McCleve noted this was the rally's first year and said he did not know if it will become an annual event. “Based on the events [Wednesday], we'll have to look at it and see if there will be a number two.” McCleve said UHP was prepared - with an ambulance, medical personnel and a helicopter on hand - in case of an accident. Utah Fast Pass worked with the Utah Department of Transportation and UHP to obtain permits for the rally, which began Sunday at Miller's Motorsports Park in Tooele County. The 30 cars, with a UHP escort, then drove to Park City, Duchesne and Price before heading south through Torrey, Escalante and St. George. On Wednesday, the drivers headed north to Salt Lake City, where the cars went on display at the Gallivan Center.

McCleve explained the money raised from the rally and an auction will go to the Honoring Heroes Foundation, which will then give it to families of 14 troopers killed on the job. Families of injured troopers also will get funds. In addition, the rally assists rural communities and students. The towns of Duchesne, Torrey, Escalante, Price and Delta, along with Tooele County, each received US$5,000 for student scholarships and money for civic-improvement projects.

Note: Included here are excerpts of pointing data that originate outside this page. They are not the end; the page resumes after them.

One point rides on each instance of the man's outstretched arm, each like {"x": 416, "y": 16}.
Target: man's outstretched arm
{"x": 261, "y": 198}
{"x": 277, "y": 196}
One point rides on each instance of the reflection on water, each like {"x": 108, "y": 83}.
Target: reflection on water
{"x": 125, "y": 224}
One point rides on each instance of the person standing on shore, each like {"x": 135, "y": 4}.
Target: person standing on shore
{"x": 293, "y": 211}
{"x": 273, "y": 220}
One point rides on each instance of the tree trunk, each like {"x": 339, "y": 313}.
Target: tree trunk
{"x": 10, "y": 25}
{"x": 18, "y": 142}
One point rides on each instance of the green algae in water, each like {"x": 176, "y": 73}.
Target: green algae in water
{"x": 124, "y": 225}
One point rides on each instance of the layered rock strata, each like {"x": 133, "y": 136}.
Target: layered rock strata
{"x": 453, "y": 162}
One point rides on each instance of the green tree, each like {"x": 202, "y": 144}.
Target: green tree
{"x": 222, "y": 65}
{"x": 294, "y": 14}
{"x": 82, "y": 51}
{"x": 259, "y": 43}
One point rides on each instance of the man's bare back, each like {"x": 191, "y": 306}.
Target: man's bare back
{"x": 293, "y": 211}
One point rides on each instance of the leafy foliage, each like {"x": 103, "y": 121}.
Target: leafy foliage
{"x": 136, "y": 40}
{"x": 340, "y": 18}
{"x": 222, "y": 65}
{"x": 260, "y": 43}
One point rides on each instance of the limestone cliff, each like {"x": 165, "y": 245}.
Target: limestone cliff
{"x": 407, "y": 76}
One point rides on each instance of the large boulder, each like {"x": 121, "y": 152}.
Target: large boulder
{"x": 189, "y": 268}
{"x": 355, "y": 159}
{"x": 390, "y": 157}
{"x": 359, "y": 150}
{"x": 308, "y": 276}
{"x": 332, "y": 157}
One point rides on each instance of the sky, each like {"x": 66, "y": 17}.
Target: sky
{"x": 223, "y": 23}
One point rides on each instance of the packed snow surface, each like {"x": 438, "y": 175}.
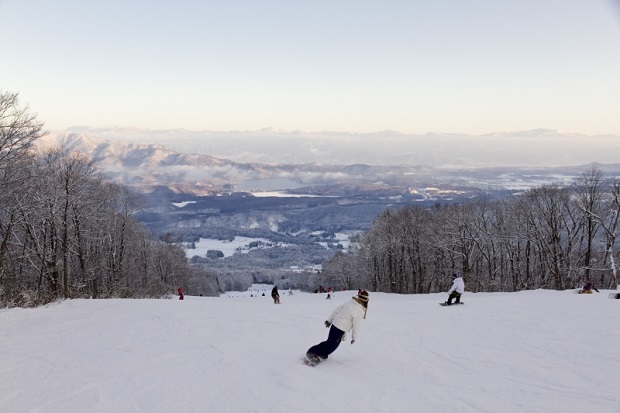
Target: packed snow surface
{"x": 533, "y": 351}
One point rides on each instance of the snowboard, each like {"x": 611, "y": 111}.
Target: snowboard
{"x": 311, "y": 360}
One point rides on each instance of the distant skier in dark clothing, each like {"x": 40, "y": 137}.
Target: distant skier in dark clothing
{"x": 344, "y": 318}
{"x": 457, "y": 289}
{"x": 587, "y": 288}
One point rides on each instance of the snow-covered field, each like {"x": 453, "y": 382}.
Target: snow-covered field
{"x": 534, "y": 351}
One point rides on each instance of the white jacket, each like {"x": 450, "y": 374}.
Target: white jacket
{"x": 457, "y": 285}
{"x": 347, "y": 317}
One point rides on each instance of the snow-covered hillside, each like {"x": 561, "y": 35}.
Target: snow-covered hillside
{"x": 534, "y": 351}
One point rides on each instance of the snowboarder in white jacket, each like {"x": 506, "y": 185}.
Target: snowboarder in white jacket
{"x": 458, "y": 288}
{"x": 344, "y": 318}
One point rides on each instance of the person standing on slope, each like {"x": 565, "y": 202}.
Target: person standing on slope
{"x": 457, "y": 289}
{"x": 344, "y": 318}
{"x": 275, "y": 295}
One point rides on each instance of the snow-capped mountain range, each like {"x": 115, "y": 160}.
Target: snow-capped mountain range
{"x": 209, "y": 162}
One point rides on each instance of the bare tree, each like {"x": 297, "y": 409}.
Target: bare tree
{"x": 18, "y": 127}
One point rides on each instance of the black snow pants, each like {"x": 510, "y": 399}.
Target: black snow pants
{"x": 328, "y": 346}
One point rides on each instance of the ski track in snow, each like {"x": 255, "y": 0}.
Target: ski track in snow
{"x": 535, "y": 351}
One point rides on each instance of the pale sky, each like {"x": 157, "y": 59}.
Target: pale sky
{"x": 413, "y": 66}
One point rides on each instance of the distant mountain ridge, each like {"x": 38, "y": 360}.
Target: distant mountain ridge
{"x": 385, "y": 159}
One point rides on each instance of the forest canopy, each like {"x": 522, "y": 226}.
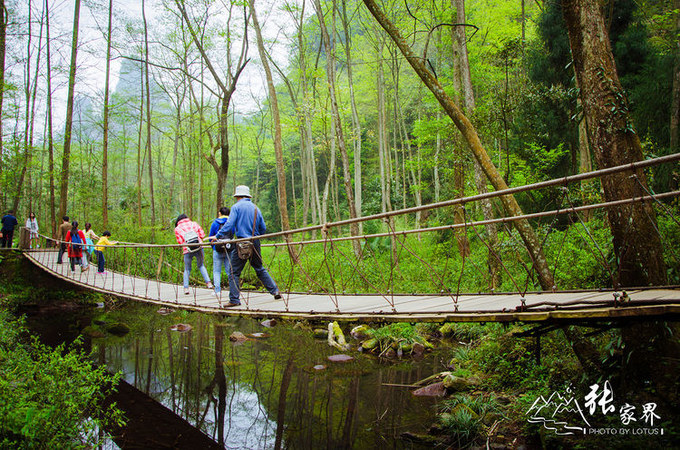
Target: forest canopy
{"x": 126, "y": 114}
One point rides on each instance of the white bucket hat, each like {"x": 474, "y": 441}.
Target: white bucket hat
{"x": 242, "y": 191}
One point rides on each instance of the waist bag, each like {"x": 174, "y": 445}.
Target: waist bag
{"x": 245, "y": 249}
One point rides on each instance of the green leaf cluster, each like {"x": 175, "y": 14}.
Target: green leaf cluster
{"x": 50, "y": 398}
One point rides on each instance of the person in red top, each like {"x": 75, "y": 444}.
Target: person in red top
{"x": 191, "y": 233}
{"x": 76, "y": 241}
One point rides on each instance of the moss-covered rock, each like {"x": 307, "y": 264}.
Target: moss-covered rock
{"x": 118, "y": 329}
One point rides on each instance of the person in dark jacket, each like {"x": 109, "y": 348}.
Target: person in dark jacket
{"x": 245, "y": 220}
{"x": 63, "y": 230}
{"x": 8, "y": 224}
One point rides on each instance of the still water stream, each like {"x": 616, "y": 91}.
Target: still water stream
{"x": 265, "y": 392}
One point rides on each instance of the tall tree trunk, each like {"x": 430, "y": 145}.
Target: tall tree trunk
{"x": 278, "y": 144}
{"x": 27, "y": 123}
{"x": 356, "y": 123}
{"x": 105, "y": 143}
{"x": 459, "y": 159}
{"x": 584, "y": 161}
{"x": 468, "y": 100}
{"x": 148, "y": 114}
{"x": 613, "y": 142}
{"x": 140, "y": 162}
{"x": 636, "y": 242}
{"x": 4, "y": 17}
{"x": 337, "y": 125}
{"x": 50, "y": 134}
{"x": 675, "y": 98}
{"x": 383, "y": 142}
{"x": 465, "y": 126}
{"x": 66, "y": 158}
{"x": 227, "y": 89}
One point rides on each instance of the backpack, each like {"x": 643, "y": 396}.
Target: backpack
{"x": 76, "y": 242}
{"x": 192, "y": 241}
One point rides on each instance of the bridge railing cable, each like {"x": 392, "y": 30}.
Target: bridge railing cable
{"x": 386, "y": 260}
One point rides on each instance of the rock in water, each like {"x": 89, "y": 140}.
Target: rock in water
{"x": 258, "y": 335}
{"x": 181, "y": 327}
{"x": 340, "y": 358}
{"x": 237, "y": 336}
{"x": 432, "y": 390}
{"x": 320, "y": 333}
{"x": 118, "y": 329}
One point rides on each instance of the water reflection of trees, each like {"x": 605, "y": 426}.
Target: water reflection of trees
{"x": 265, "y": 393}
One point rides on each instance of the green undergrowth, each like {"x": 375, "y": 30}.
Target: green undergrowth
{"x": 508, "y": 367}
{"x": 580, "y": 254}
{"x": 50, "y": 397}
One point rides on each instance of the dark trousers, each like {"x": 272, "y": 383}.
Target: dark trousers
{"x": 75, "y": 260}
{"x": 62, "y": 250}
{"x": 100, "y": 260}
{"x": 237, "y": 265}
{"x": 6, "y": 241}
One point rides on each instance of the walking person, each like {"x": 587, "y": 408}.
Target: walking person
{"x": 76, "y": 240}
{"x": 191, "y": 233}
{"x": 9, "y": 222}
{"x": 220, "y": 251}
{"x": 63, "y": 230}
{"x": 99, "y": 250}
{"x": 90, "y": 237}
{"x": 32, "y": 227}
{"x": 245, "y": 220}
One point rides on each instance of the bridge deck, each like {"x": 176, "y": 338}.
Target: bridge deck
{"x": 567, "y": 306}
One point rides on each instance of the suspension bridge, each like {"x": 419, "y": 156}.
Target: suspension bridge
{"x": 145, "y": 272}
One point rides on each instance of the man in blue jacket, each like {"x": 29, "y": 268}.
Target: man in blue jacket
{"x": 220, "y": 251}
{"x": 8, "y": 224}
{"x": 245, "y": 220}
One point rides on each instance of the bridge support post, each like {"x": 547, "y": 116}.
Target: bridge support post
{"x": 537, "y": 349}
{"x": 24, "y": 238}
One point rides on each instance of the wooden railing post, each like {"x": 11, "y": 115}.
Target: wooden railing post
{"x": 24, "y": 238}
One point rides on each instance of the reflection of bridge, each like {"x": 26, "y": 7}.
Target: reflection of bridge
{"x": 407, "y": 308}
{"x": 141, "y": 272}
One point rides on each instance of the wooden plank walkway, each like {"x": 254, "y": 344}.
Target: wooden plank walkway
{"x": 557, "y": 306}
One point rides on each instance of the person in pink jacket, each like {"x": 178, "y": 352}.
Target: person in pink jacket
{"x": 191, "y": 234}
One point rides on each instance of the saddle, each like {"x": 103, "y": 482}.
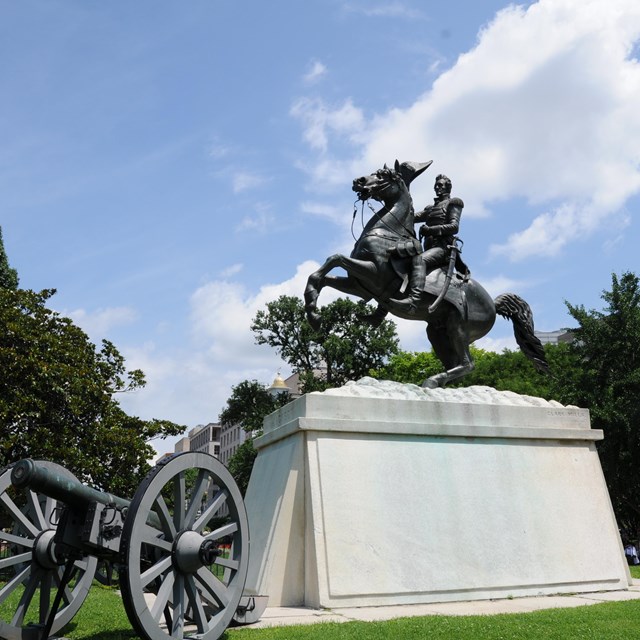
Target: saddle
{"x": 434, "y": 282}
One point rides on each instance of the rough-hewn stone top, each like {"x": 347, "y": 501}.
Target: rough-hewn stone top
{"x": 372, "y": 388}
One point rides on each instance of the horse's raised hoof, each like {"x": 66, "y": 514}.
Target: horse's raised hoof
{"x": 433, "y": 382}
{"x": 408, "y": 306}
{"x": 311, "y": 294}
{"x": 313, "y": 317}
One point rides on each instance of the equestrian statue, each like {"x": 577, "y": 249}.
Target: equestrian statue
{"x": 427, "y": 282}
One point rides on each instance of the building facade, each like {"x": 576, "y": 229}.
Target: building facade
{"x": 204, "y": 437}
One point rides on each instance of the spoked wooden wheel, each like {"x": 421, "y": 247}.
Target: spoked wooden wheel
{"x": 30, "y": 570}
{"x": 185, "y": 543}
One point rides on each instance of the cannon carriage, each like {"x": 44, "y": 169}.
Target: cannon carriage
{"x": 180, "y": 547}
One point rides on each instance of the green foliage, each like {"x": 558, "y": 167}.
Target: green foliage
{"x": 57, "y": 397}
{"x": 346, "y": 348}
{"x": 241, "y": 464}
{"x": 249, "y": 403}
{"x": 8, "y": 276}
{"x": 607, "y": 382}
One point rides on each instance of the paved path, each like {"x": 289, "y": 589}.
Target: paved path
{"x": 284, "y": 616}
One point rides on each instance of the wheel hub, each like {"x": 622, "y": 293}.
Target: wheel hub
{"x": 191, "y": 551}
{"x": 44, "y": 550}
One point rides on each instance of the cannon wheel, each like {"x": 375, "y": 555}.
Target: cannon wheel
{"x": 30, "y": 572}
{"x": 184, "y": 550}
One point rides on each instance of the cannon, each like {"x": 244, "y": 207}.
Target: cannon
{"x": 180, "y": 547}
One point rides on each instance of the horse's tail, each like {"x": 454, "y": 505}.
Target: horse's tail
{"x": 514, "y": 308}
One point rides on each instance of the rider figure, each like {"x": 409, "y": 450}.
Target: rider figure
{"x": 441, "y": 223}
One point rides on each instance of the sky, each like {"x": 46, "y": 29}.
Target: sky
{"x": 172, "y": 167}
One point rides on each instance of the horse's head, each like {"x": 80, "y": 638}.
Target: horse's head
{"x": 383, "y": 185}
{"x": 388, "y": 184}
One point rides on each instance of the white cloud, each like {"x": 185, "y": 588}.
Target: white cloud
{"x": 99, "y": 323}
{"x": 232, "y": 270}
{"x": 544, "y": 108}
{"x": 245, "y": 181}
{"x": 317, "y": 71}
{"x": 259, "y": 222}
{"x": 321, "y": 121}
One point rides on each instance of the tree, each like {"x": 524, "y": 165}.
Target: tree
{"x": 58, "y": 397}
{"x": 607, "y": 382}
{"x": 250, "y": 402}
{"x": 346, "y": 349}
{"x": 8, "y": 276}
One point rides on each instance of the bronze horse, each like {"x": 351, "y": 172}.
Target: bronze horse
{"x": 466, "y": 314}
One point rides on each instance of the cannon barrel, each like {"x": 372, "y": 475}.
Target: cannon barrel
{"x": 37, "y": 477}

Elliott Pritch, came from Fort Lauderdale, Fla., to show off his red 1995 Ferrari F-50. “This is a wonderful event and you couldn't ask for greater people than those in Utah,” he said. But Doug Pristine, who brought his midnight-blue Ferrari from California for the rally, noted that clocking high speeds on a highway - with its bumps and dips, dubbed whoop-dee-dos - offers more challenges than a racetrack such as Miller's. “You have to drive in a safe manner and watch the whoop-dee-dos or at excessive speeds you can nose-dive."